Converting image to text, mobile-style
- by Thomas C. McKinney
The test text
When you need to copy something down, you probably do just that. You grab a piece of paper or a notebook and you write it down, verbatim or shorthand. Today, many people are carrying handheld devices, smartphones, which are proving more and more useful and multifaceted as technology improves. Today we’ll be taking a look at OCR (optical character recognition) software built for smartphones that allows you to convert an image of text into actual editable text.

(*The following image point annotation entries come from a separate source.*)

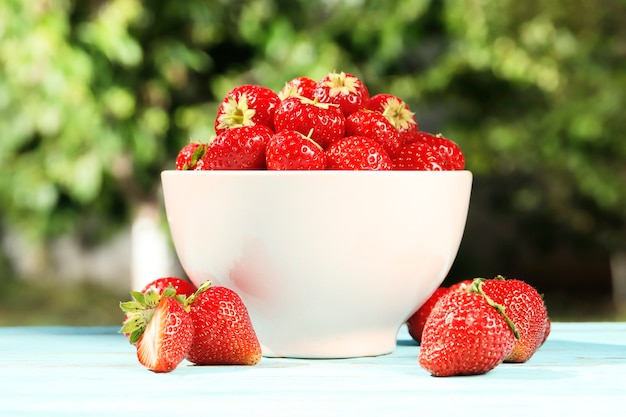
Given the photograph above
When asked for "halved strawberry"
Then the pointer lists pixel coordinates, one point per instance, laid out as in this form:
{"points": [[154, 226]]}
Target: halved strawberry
{"points": [[159, 327], [291, 150], [182, 286], [247, 105], [344, 89], [322, 122], [223, 330], [238, 148]]}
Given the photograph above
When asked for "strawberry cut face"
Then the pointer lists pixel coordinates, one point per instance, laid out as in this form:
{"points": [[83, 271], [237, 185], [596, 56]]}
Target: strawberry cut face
{"points": [[167, 337]]}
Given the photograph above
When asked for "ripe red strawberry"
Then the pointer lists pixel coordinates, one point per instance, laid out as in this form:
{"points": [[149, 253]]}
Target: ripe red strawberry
{"points": [[223, 331], [238, 148], [159, 327], [461, 285], [396, 111], [357, 153], [429, 153], [190, 156], [182, 286], [344, 89], [291, 150], [465, 334], [247, 105], [525, 307], [417, 156], [547, 332], [373, 125], [415, 323], [299, 86], [322, 122]]}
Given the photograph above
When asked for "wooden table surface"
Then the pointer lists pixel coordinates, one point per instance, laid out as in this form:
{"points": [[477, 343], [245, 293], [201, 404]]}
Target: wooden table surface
{"points": [[74, 371]]}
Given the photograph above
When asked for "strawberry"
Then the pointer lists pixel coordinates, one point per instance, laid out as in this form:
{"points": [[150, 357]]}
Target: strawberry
{"points": [[396, 111], [182, 286], [344, 89], [160, 328], [190, 156], [223, 331], [246, 105], [417, 156], [357, 153], [429, 152], [238, 148], [525, 307], [461, 285], [547, 332], [465, 334], [322, 122], [374, 125], [299, 86], [291, 150], [415, 323]]}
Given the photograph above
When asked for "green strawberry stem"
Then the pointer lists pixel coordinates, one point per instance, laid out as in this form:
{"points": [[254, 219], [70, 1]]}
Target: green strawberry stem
{"points": [[202, 288], [477, 287], [140, 309]]}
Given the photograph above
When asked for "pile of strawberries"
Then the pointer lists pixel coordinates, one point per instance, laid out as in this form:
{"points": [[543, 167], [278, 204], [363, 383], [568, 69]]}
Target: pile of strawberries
{"points": [[332, 123], [475, 325], [171, 320]]}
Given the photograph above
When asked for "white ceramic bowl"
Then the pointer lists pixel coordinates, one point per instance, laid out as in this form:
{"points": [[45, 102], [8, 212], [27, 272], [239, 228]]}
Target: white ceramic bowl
{"points": [[329, 264]]}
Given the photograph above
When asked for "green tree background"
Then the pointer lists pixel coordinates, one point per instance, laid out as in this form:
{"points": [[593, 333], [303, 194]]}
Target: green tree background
{"points": [[97, 96]]}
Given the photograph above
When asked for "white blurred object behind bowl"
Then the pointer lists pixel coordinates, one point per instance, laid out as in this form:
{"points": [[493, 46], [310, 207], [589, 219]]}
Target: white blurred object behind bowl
{"points": [[329, 263]]}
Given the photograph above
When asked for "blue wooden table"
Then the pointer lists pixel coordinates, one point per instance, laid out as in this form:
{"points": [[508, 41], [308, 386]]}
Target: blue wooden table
{"points": [[67, 371]]}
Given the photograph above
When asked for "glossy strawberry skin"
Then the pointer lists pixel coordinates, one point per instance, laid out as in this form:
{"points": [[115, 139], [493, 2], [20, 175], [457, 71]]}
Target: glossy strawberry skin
{"points": [[238, 148], [464, 335], [167, 337], [417, 156], [291, 150], [526, 308], [223, 330], [357, 153], [425, 151], [182, 286], [190, 156], [461, 285], [373, 125], [415, 323], [247, 105], [322, 122], [429, 153], [343, 89], [299, 86]]}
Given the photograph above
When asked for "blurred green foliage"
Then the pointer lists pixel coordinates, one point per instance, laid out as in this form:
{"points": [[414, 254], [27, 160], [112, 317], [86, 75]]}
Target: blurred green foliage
{"points": [[97, 96]]}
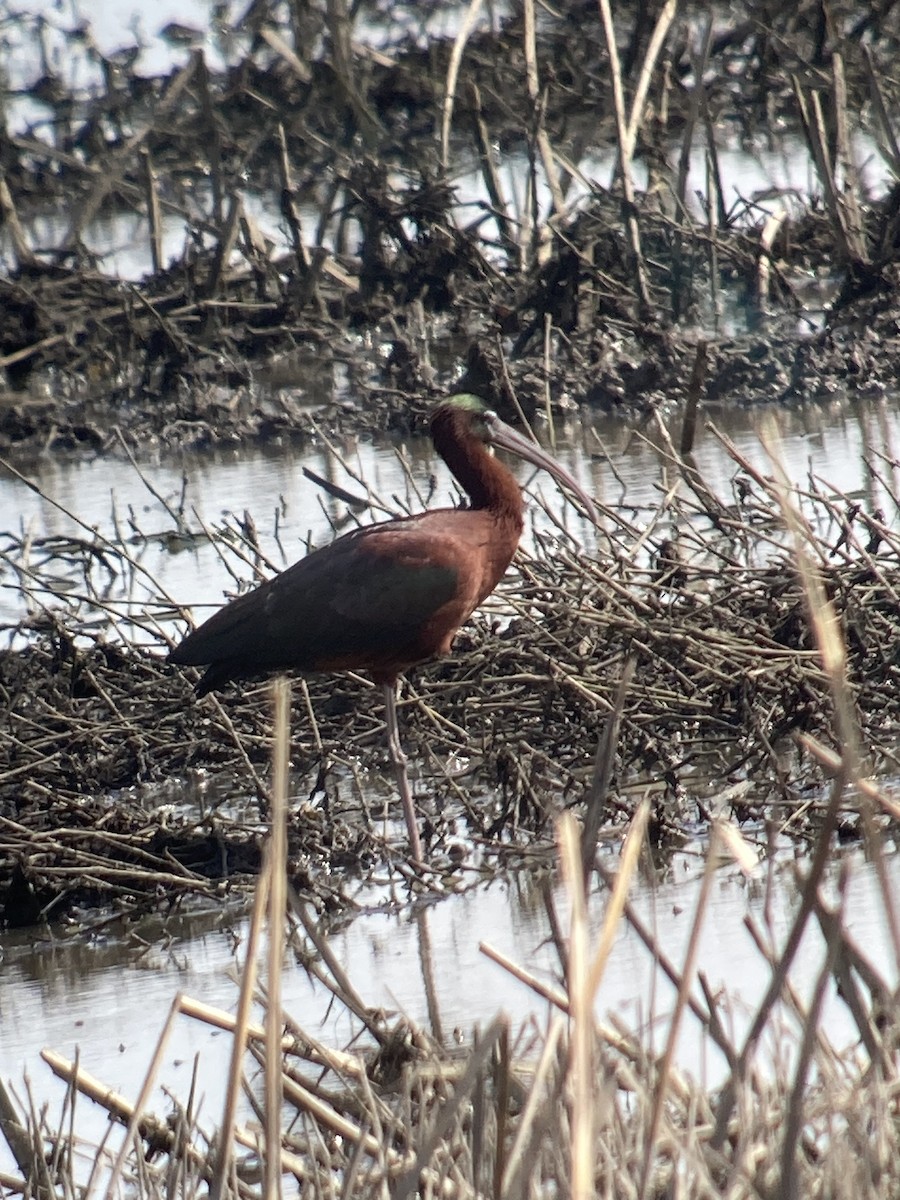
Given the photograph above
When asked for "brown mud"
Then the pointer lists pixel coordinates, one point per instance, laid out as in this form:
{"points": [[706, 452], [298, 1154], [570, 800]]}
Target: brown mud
{"points": [[393, 287]]}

Five years ago the concept of taking a picture and running OCR software on one’s phone was inconceivable. Advancements in two smartphone features have made it possible now. The first aspect that needed upgrading was the camera. The original iPhone (which recently celebrated its fifth birthday) has a 2-megapixel camera that pales in comparison to today’s iPhone 4S, which boasts 8-megapixels and rivals the quality of consumer-level digital cameras. The second thing that now allows more powerful software is the development of faster mobile processor chips. Smartphones today are beginning to ship with quad-core processors, something computers only began doing in the last decade.
Today’s review covers two apps for Apple’s iOS, ABBYY Textgrabber + Translator and Ricoh Innovation’s Image to Text – OCR. Testing was done on an iPhone 4 and an iPhone 4S, with identical documents scanned. Textgrabber + Translator costs $0.99 while Image to Text – OCR is free.